Em 2017 o ator e cineasta Selton Mello lançou O filme da minha vida, com roteiro dele e Marcelo Vandicatto, baseado no livro Um pai de cinema, do escritor chileno Antonio Skármeta (o mesmo de O carteiro e o poeta). Ambientado no começo dos anos 60, numa pequena cidade da serra gaúcha, a narrativa se desenvolve em ritmo de metalinguagem ao discorrer a ação do personagem central, um jovem fascinado por poesia e cinema (Johnny Massaro), que convive com a ausência do pai (Vincent Cassel), um projecionista de filmes que foi embora sem avisar a família.
Uma das pontuações marcantes do filme é a trilha sonora, com composições originais de Plínio Profeta, e várias canções escolhidas por Selton Mello, todas registradas na memória afetiva de uma geração, o que dá uma tonalidade nostálgica e poética ao enredo. De clássicos da música francesa a sucessos da Jovem Guarda, de Dalva de Oliveira a Nina Simone e Francoise Hardy, de Sérgio Reis a Orquestra Romântico de Cuba e Charles Aznavour.
E é nesse grande cantor e compositor francês, falecido há dois anos, que o diretor Selton Mello chega à essência maior de seu filme, ao selecionar a belíssima Hier encore, que Aznavour gravou em 1964 no disco Charles Aznavour accompagné par Paul Mauriat et son orchestre. Curiosamente, a canção, apesar de ter sido muito popular, não teve o reconhecimento merecido à época do lançamento, ofuscada pelo enorme sucesso da faixa 1 do lado A, Que c'est triste Venise. Teve versões em diversas línguas por dezenas de cantores. O próprio Aznavour gravou em inglês.

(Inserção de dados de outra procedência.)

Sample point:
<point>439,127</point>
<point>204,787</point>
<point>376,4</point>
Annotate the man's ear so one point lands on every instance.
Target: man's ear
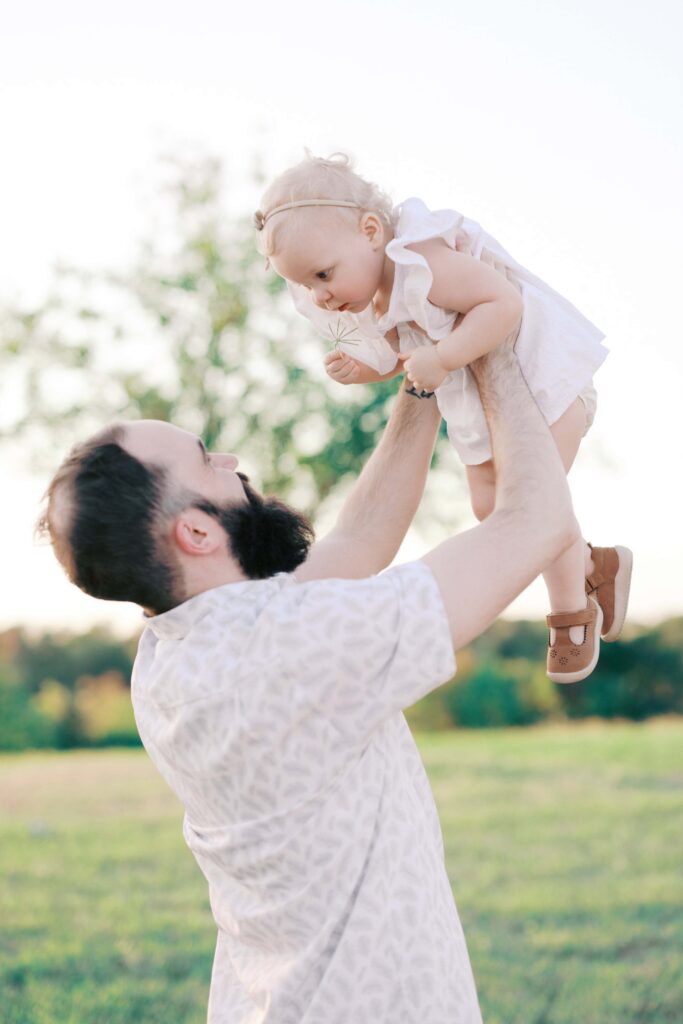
<point>196,532</point>
<point>373,228</point>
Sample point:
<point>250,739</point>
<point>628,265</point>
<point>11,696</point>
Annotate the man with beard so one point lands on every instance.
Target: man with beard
<point>269,683</point>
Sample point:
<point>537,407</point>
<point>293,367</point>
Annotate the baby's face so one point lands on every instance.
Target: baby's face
<point>340,262</point>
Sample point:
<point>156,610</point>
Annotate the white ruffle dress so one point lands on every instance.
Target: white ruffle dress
<point>558,348</point>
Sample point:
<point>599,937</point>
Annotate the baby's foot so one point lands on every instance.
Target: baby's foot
<point>569,662</point>
<point>609,584</point>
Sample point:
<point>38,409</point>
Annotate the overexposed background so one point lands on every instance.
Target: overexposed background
<point>557,126</point>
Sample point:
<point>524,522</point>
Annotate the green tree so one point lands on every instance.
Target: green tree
<point>200,334</point>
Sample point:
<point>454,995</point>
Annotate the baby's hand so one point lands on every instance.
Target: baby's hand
<point>342,368</point>
<point>423,368</point>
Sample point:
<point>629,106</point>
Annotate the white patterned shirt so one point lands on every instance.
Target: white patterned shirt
<point>272,709</point>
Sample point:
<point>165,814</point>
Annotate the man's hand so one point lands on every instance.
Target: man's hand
<point>423,368</point>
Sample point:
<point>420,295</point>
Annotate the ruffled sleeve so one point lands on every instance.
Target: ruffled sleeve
<point>356,334</point>
<point>416,222</point>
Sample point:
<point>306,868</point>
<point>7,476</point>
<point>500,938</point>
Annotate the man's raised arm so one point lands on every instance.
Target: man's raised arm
<point>480,571</point>
<point>379,510</point>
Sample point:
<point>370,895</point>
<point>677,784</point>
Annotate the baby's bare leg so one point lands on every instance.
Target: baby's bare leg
<point>565,578</point>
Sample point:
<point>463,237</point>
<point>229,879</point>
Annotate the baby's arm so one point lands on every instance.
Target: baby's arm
<point>344,370</point>
<point>492,308</point>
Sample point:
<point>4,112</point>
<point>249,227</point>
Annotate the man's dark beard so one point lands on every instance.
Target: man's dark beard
<point>265,536</point>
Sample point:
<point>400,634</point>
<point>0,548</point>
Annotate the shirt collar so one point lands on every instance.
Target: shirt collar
<point>177,623</point>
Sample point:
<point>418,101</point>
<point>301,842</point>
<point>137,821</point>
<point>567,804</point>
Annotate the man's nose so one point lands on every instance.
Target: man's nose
<point>224,460</point>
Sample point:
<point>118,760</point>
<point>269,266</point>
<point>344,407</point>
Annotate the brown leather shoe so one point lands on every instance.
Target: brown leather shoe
<point>609,585</point>
<point>568,662</point>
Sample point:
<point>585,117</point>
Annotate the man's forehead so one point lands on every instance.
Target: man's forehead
<point>156,439</point>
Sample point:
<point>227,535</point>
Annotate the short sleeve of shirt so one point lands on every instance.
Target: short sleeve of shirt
<point>358,650</point>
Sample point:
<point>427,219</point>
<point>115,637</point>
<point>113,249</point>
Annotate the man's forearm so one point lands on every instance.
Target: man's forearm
<point>386,495</point>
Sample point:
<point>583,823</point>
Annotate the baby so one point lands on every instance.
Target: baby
<point>424,292</point>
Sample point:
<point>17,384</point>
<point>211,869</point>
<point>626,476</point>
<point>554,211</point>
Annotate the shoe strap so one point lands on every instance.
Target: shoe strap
<point>562,620</point>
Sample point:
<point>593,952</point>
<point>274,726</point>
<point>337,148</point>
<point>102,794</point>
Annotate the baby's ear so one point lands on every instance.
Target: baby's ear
<point>373,228</point>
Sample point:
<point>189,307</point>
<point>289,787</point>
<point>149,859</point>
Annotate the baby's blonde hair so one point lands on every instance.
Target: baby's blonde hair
<point>314,178</point>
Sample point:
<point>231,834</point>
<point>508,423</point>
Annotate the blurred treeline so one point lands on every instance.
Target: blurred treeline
<point>65,691</point>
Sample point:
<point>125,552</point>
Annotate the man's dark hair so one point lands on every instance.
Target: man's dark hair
<point>108,539</point>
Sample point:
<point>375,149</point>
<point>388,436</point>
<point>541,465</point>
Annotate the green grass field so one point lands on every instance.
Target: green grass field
<point>564,847</point>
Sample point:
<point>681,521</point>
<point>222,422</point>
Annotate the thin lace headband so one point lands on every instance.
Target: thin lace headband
<point>260,218</point>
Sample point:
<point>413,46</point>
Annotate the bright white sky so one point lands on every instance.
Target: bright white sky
<point>558,126</point>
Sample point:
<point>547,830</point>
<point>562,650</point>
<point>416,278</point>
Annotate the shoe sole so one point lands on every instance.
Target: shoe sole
<point>622,591</point>
<point>575,677</point>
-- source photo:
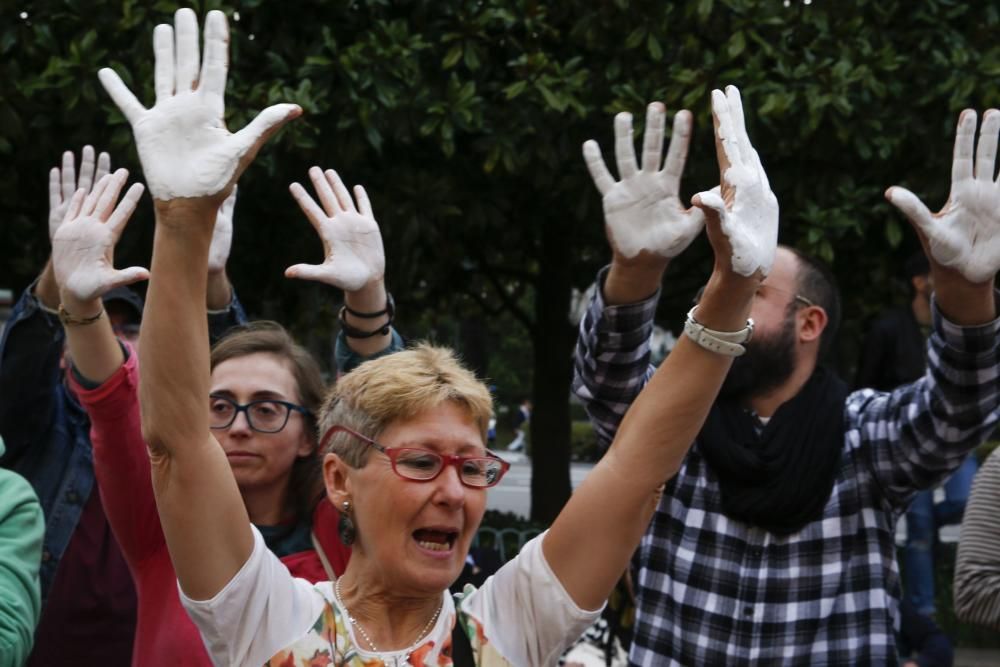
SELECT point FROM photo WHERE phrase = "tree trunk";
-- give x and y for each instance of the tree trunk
(553, 339)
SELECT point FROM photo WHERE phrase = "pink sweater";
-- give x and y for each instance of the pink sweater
(164, 633)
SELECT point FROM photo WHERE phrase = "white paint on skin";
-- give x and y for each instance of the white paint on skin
(352, 242)
(85, 241)
(965, 234)
(751, 221)
(643, 211)
(183, 143)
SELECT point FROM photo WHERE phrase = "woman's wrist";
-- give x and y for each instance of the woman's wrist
(82, 309)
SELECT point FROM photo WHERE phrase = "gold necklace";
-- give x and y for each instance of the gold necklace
(353, 621)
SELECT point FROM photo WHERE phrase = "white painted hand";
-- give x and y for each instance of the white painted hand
(183, 143)
(744, 203)
(352, 243)
(643, 210)
(965, 234)
(83, 246)
(222, 235)
(63, 182)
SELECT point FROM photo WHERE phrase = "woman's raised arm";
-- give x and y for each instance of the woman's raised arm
(191, 163)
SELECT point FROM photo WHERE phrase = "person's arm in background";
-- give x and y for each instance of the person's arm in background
(619, 496)
(32, 346)
(21, 529)
(921, 432)
(354, 261)
(646, 224)
(977, 570)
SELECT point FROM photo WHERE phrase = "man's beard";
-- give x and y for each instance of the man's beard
(767, 363)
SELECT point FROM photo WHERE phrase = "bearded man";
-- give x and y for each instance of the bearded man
(774, 543)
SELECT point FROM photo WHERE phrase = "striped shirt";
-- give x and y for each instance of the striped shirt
(714, 590)
(977, 573)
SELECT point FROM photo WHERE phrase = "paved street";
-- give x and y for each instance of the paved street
(513, 494)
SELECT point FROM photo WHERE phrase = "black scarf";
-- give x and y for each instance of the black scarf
(781, 478)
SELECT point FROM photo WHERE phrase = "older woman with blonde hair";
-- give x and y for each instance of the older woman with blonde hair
(406, 461)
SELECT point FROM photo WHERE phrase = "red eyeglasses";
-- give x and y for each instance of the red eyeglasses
(423, 465)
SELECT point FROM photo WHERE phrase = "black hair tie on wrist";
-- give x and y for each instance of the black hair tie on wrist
(390, 309)
(354, 332)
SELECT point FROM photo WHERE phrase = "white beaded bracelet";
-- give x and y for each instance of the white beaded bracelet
(728, 343)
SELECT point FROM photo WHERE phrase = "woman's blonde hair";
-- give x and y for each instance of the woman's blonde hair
(399, 386)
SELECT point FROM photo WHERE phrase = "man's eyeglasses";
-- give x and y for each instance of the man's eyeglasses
(264, 416)
(423, 465)
(805, 301)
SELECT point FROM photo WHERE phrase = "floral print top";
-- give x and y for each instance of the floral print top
(521, 616)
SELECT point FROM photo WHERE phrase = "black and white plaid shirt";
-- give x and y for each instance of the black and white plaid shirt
(715, 591)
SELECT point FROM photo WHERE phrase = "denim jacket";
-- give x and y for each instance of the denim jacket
(46, 431)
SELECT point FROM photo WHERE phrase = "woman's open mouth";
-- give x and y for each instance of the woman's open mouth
(434, 539)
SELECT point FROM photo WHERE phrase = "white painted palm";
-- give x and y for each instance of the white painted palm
(183, 143)
(643, 210)
(83, 246)
(352, 244)
(63, 182)
(744, 202)
(964, 233)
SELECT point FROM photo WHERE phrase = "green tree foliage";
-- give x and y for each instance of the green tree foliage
(464, 120)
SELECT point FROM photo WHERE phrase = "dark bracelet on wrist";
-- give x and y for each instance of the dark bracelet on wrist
(353, 332)
(390, 309)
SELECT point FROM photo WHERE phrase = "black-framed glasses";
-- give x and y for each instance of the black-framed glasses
(798, 298)
(267, 415)
(423, 465)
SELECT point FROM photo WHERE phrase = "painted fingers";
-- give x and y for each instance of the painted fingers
(965, 233)
(742, 213)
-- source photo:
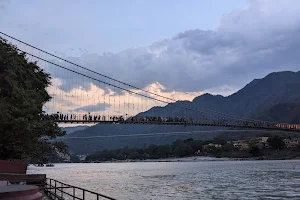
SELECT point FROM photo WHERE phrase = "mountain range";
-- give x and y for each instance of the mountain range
(275, 97)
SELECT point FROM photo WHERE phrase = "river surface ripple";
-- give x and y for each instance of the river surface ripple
(183, 180)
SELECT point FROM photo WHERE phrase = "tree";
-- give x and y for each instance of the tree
(25, 131)
(276, 142)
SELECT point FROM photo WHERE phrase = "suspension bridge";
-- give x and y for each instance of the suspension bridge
(81, 95)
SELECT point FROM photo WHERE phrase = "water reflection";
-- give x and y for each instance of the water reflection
(184, 180)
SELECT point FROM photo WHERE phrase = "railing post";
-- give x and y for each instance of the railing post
(54, 187)
(73, 193)
(61, 190)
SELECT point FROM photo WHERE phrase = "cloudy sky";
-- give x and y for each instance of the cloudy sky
(186, 47)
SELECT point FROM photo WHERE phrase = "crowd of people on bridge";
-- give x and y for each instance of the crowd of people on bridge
(60, 117)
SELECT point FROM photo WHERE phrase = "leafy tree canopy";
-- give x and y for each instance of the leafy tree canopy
(25, 132)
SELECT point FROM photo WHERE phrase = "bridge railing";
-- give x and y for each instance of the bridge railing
(57, 190)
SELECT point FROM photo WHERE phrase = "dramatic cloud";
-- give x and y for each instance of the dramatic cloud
(94, 108)
(248, 44)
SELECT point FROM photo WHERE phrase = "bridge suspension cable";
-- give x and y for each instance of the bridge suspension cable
(202, 110)
(83, 87)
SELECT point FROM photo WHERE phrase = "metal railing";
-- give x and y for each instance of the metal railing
(57, 190)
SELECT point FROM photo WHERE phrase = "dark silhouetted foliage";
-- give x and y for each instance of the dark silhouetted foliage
(25, 133)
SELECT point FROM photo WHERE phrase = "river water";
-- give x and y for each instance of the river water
(184, 180)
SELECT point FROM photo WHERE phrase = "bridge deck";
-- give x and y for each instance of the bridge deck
(178, 123)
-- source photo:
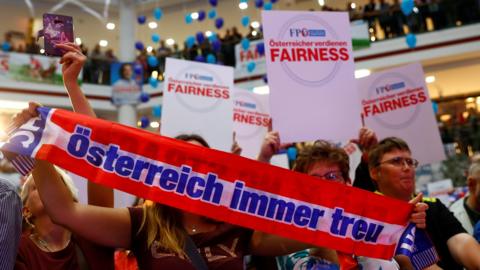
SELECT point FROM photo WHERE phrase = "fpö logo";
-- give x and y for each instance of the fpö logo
(304, 32)
(198, 77)
(390, 87)
(245, 104)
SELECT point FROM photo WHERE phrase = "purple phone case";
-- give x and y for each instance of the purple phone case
(56, 29)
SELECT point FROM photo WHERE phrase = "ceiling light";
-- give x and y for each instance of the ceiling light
(361, 73)
(470, 100)
(152, 25)
(170, 41)
(430, 79)
(261, 90)
(110, 26)
(255, 24)
(103, 43)
(243, 5)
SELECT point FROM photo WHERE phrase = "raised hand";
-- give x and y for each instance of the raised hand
(26, 114)
(419, 215)
(72, 61)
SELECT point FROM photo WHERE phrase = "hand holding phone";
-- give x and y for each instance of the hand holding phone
(57, 29)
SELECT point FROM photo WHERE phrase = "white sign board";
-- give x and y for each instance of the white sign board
(311, 75)
(197, 98)
(396, 103)
(250, 120)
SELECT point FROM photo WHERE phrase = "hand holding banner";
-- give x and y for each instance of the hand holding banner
(215, 184)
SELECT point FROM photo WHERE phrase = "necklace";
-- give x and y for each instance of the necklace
(42, 244)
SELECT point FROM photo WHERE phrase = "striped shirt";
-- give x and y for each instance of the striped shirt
(10, 224)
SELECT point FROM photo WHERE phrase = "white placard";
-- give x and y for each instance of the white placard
(396, 103)
(250, 120)
(311, 75)
(198, 99)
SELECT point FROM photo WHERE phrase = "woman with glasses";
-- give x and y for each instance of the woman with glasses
(326, 161)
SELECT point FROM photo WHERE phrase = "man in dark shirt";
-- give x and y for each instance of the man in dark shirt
(392, 168)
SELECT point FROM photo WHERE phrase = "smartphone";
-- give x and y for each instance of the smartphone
(57, 29)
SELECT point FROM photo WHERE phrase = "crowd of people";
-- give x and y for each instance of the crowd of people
(385, 20)
(45, 227)
(57, 232)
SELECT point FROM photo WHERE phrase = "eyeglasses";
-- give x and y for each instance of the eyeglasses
(330, 176)
(401, 161)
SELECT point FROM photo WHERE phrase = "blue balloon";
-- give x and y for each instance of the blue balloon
(152, 61)
(251, 66)
(219, 23)
(144, 97)
(6, 46)
(245, 20)
(200, 37)
(155, 38)
(268, 6)
(407, 6)
(212, 37)
(200, 58)
(153, 82)
(139, 46)
(141, 19)
(190, 41)
(261, 48)
(157, 111)
(157, 13)
(292, 153)
(411, 40)
(188, 19)
(201, 15)
(211, 59)
(245, 44)
(212, 13)
(138, 69)
(216, 45)
(144, 122)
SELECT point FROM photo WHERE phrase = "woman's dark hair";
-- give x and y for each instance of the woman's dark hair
(193, 137)
(322, 151)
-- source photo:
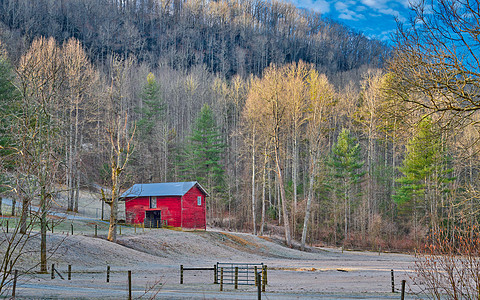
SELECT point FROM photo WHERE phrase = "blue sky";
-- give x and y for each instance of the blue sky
(375, 18)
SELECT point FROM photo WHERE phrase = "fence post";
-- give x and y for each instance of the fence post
(236, 277)
(129, 285)
(181, 274)
(15, 275)
(221, 279)
(402, 297)
(264, 278)
(257, 279)
(393, 281)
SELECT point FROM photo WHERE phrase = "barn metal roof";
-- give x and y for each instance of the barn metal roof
(161, 189)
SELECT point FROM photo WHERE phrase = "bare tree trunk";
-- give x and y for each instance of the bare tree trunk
(254, 216)
(313, 164)
(23, 217)
(43, 230)
(262, 224)
(286, 223)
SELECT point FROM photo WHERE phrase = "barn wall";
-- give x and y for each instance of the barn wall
(193, 215)
(171, 208)
(135, 209)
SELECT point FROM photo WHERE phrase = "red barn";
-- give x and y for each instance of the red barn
(178, 204)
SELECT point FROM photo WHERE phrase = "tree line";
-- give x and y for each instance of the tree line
(227, 37)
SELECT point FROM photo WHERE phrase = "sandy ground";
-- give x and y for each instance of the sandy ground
(154, 258)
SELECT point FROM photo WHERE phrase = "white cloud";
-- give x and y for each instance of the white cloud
(348, 10)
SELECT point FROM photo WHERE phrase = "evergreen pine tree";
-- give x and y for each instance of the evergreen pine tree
(203, 152)
(345, 164)
(152, 110)
(424, 172)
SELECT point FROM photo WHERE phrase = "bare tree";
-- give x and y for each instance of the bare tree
(39, 82)
(119, 134)
(436, 57)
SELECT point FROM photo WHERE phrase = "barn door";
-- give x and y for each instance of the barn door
(153, 219)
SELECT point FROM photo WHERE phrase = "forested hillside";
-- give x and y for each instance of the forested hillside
(292, 122)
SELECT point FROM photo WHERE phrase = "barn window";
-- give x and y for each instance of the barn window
(153, 202)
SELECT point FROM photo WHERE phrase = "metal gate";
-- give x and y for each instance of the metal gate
(246, 272)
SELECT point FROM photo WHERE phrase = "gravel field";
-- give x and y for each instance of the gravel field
(154, 257)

A letra fala das reflexões de um homem quando teve seus vinte anos de idade, o que viveu e aproveitou, o que desperdiçou, o que deixou passar pelo impulso da juventude. É aí que a canção e o filme se encontram. O personagem dialoga com o tema da música não por contrição, não por sentimento de compunção, mas pela viagem que faz em tudo que está ao redor: a presença dos amores, dos livros, dos filmes, e o absentismo paterno, que também está intimamente ligado ao cinema, como o projecionista de Cinema Paradiso, de Giuseppe Tornatore.
Uma viagem ao meio de uma história, ao coração de uma trajetória, como apresenta o narrador em off na abertura do teaser do filme no vídeo acima.
A canção é um percurso ao coração de si - o compositor passeando nos campos de sua juventude.
O filme é uma viagem de trem ao coração do cinema - o cineasta vendo pela janela o interior do filme.